Riley n’en crut pas ses oreilles. Elle s’était donc trompée ?

Non, elle en était certaine : le tueur de Nancy Holbrook avait jeté un autre corps dans ce lac. Cela expliquait son manque de précautions.

Ce fut alors que Bill la rejoignit dans le couloir.

— Je vais interroger Ishtar Haynes, dit-il. Au siège de l’agence. Tu veux venir ?

Riley hocha la tête, mais elle devait en premier lieu régler ce problème de corps.

— Et la visibilité ? demanda-t-elle.

— Je ne vais pas vous mentir : on n’y voit comme dans un four, dit Rosner. De l’eau qui se déverse dans un canyon, ça soulève beaucoup de poussière, de sédiments et de végétation en décomposition. Pour que l’eau redevienne claire, ça peut prendre plusieurs années. S’il a jeté le corps il y a longtemps, il pourrait être enfoui sous les débris.

— Celui que je cherche doit se trouver là depuis quelques années.

— C’est ça, le problème.
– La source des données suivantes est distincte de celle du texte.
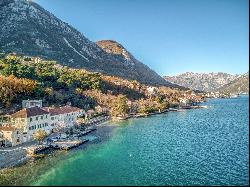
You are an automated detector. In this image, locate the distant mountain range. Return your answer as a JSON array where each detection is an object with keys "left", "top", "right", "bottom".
[
  {"left": 0, "top": 0, "right": 175, "bottom": 87},
  {"left": 164, "top": 72, "right": 239, "bottom": 91},
  {"left": 218, "top": 72, "right": 249, "bottom": 94}
]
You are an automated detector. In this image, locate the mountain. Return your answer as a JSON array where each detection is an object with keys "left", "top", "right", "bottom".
[
  {"left": 218, "top": 72, "right": 249, "bottom": 94},
  {"left": 164, "top": 72, "right": 238, "bottom": 91},
  {"left": 0, "top": 0, "right": 174, "bottom": 86}
]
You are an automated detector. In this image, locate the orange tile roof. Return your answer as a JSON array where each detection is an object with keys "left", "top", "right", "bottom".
[
  {"left": 11, "top": 107, "right": 49, "bottom": 118},
  {"left": 0, "top": 126, "right": 16, "bottom": 131},
  {"left": 43, "top": 106, "right": 81, "bottom": 116}
]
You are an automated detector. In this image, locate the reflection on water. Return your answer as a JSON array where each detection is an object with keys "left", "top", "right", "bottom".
[{"left": 0, "top": 96, "right": 249, "bottom": 185}]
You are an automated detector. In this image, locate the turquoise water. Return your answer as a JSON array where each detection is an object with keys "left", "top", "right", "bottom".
[{"left": 0, "top": 96, "right": 249, "bottom": 185}]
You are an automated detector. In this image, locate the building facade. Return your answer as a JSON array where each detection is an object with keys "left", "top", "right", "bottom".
[{"left": 0, "top": 126, "right": 24, "bottom": 147}]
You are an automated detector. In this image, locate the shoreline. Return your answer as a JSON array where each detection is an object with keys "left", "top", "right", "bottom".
[{"left": 0, "top": 106, "right": 206, "bottom": 172}]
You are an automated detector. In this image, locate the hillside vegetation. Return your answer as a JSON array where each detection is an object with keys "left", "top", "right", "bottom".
[{"left": 0, "top": 54, "right": 184, "bottom": 115}]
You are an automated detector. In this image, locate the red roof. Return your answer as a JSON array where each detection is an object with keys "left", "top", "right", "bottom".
[
  {"left": 11, "top": 107, "right": 49, "bottom": 118},
  {"left": 43, "top": 106, "right": 81, "bottom": 116},
  {"left": 0, "top": 126, "right": 16, "bottom": 131}
]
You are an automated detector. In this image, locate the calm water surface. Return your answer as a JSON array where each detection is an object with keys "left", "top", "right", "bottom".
[{"left": 0, "top": 96, "right": 249, "bottom": 185}]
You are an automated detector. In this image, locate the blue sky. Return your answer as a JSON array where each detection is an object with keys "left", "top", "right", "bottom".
[{"left": 34, "top": 0, "right": 249, "bottom": 75}]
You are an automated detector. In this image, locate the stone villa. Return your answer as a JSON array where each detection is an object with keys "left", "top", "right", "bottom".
[{"left": 0, "top": 100, "right": 85, "bottom": 146}]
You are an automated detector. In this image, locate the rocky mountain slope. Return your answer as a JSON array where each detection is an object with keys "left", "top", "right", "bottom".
[
  {"left": 0, "top": 0, "right": 174, "bottom": 86},
  {"left": 164, "top": 72, "right": 238, "bottom": 91},
  {"left": 218, "top": 72, "right": 249, "bottom": 94}
]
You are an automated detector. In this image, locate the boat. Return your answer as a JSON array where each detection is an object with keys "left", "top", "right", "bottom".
[{"left": 230, "top": 94, "right": 240, "bottom": 98}]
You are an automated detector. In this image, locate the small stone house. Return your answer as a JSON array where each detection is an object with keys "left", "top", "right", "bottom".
[{"left": 0, "top": 125, "right": 23, "bottom": 147}]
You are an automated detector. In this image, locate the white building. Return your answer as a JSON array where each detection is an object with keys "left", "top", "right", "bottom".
[
  {"left": 3, "top": 100, "right": 84, "bottom": 145},
  {"left": 147, "top": 86, "right": 157, "bottom": 95},
  {"left": 22, "top": 100, "right": 42, "bottom": 108},
  {"left": 11, "top": 107, "right": 52, "bottom": 142},
  {"left": 43, "top": 105, "right": 85, "bottom": 130}
]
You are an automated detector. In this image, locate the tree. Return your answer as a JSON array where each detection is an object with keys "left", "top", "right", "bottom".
[{"left": 33, "top": 129, "right": 48, "bottom": 144}]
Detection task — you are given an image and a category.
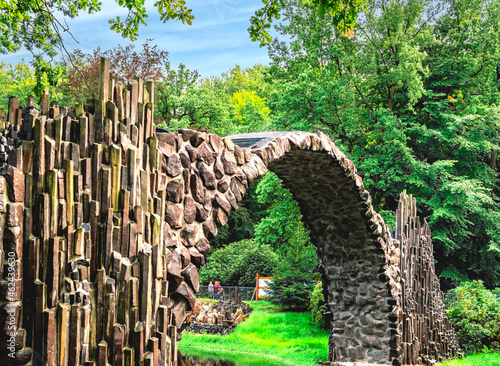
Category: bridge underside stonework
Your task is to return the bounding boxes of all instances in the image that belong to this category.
[0,63,459,366]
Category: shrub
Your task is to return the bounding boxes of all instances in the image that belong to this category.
[269,240,318,309]
[200,239,278,287]
[447,281,500,354]
[309,281,327,328]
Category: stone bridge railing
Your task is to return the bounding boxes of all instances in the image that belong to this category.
[0,60,458,366]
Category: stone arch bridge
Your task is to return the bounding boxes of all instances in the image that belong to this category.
[0,61,459,366]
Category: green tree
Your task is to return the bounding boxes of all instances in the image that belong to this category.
[200,239,279,287]
[267,0,500,286]
[155,64,229,135]
[447,281,500,354]
[0,62,36,111]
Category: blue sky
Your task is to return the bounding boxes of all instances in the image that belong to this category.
[1,0,269,76]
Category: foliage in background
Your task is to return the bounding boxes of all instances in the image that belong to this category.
[179,301,329,366]
[309,281,329,328]
[447,281,500,354]
[436,352,500,366]
[200,240,279,287]
[155,64,270,136]
[255,172,318,309]
[0,62,36,111]
[266,0,500,287]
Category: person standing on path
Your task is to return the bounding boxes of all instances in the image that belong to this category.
[208,281,214,300]
[214,281,220,300]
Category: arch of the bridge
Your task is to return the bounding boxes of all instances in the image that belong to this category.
[158,130,401,363]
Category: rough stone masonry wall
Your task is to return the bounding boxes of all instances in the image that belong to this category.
[0,60,458,366]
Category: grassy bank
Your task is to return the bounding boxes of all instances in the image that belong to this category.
[179,301,328,366]
[436,353,500,366]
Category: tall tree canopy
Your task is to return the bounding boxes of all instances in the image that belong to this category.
[268,0,500,286]
[0,0,364,56]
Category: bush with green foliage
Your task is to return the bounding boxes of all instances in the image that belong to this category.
[200,240,278,287]
[447,281,500,354]
[309,281,327,328]
[269,240,318,309]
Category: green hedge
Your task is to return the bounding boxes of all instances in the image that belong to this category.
[447,281,500,354]
[200,239,278,287]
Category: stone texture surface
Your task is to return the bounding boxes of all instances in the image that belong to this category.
[0,60,458,366]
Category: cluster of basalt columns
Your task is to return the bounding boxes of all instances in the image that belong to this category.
[0,60,457,366]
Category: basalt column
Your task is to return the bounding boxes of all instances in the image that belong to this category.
[0,59,457,366]
[0,59,180,366]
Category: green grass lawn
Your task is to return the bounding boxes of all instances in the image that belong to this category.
[436,353,500,366]
[179,301,329,366]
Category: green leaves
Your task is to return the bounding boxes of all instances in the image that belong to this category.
[447,281,500,354]
[267,0,500,286]
[200,240,279,287]
[248,0,366,47]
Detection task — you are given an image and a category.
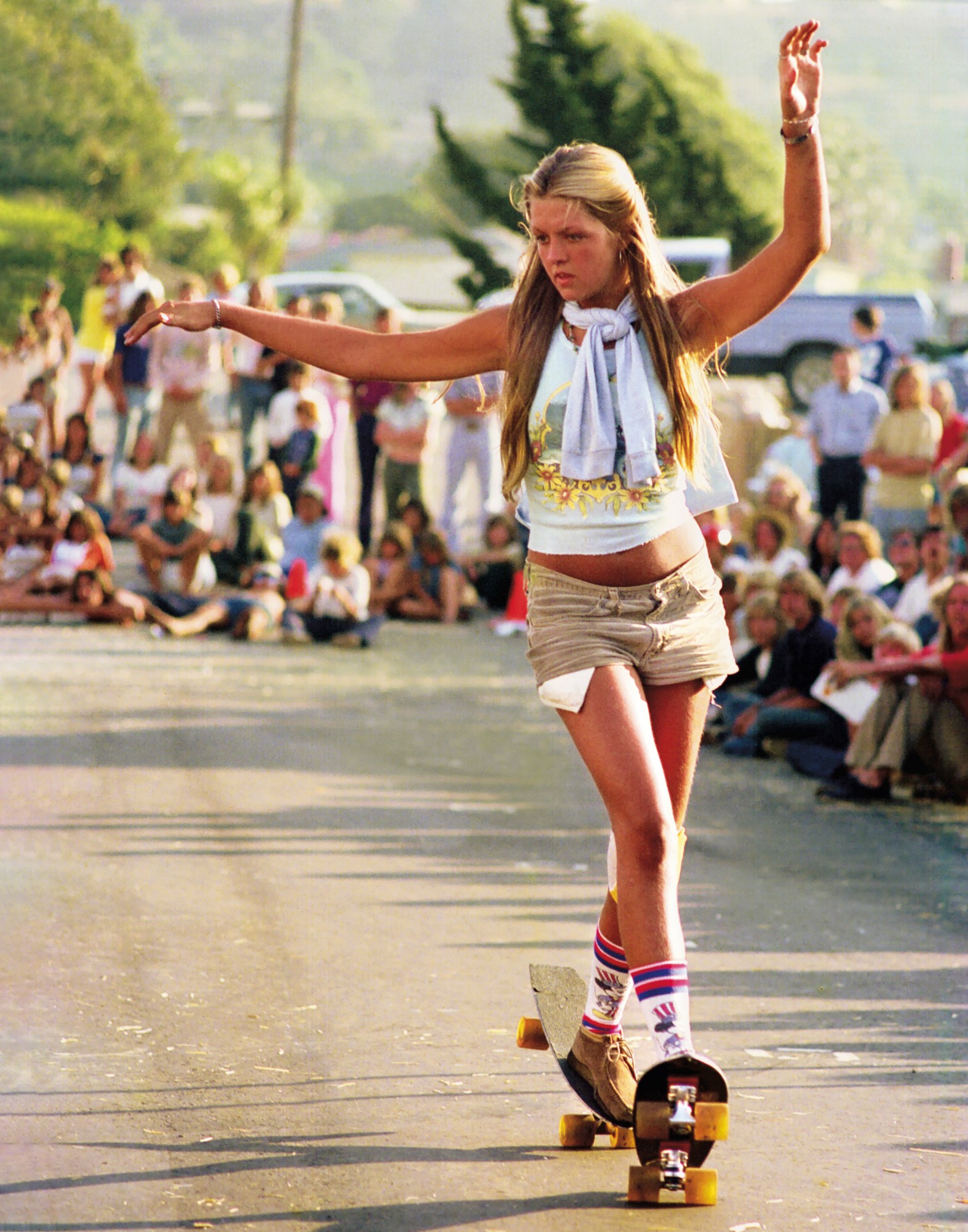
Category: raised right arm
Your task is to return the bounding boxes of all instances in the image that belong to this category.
[126,300,508,381]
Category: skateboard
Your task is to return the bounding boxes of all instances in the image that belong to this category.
[517,963,634,1151]
[628,1056,729,1206]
Mais nous connaissons notre métier, Agent Paige. Nous sommes biens entraînés. Et il n’y a pas de corps dans ce lac, je peux vous le garantir.

Riley se tut. Si seulement Morley avait fait appel à des plongeurs du FBI… Ils faisaient des miracles. Morley avait préféré contacter une école de plongée du coin.

Malgré la découverte de Riley, Morley pensait toujours qu’il s’agissait d’un seul meurtre et que les agents du FBI menaient l’enquête par solidarité uniquement. Elle allait devoir faire avec.

— Vous avez regardé des cartes du canyon avant son inondation ?

Rosner ne répondit pas tout de suite.

— Non, pourquoi ?

Riley étouffa un grognement d’impatience.

Entraînés, vraiment ? se dit-elle. Alors que je suis obligée de tout lui expliquer ?

— Comment savez-vous que vous avez regardé partout si vous ne connaissez pas le terrain ?

Un autre silence.

— Vous devriez trouver ça sur Internet, ajouta Riley.

— On s’en occupe, grommela Rosner.

— Merci.

Elle raccrocha. Et s’il avait raison ? S’il n’y avait pas de deuxième corps ? Il ne s’agirait pas d’un tueur en série. Riley avait horreur de se tromper… Pourtant, ce serait une bonne nouvelle.

Non. Riley savait au fond de ses tripes qu’il y avait un deuxième corps dans ce lac. Elle courait après un monstre familier. Un monstre qui frapperait à nouveau très bientôt.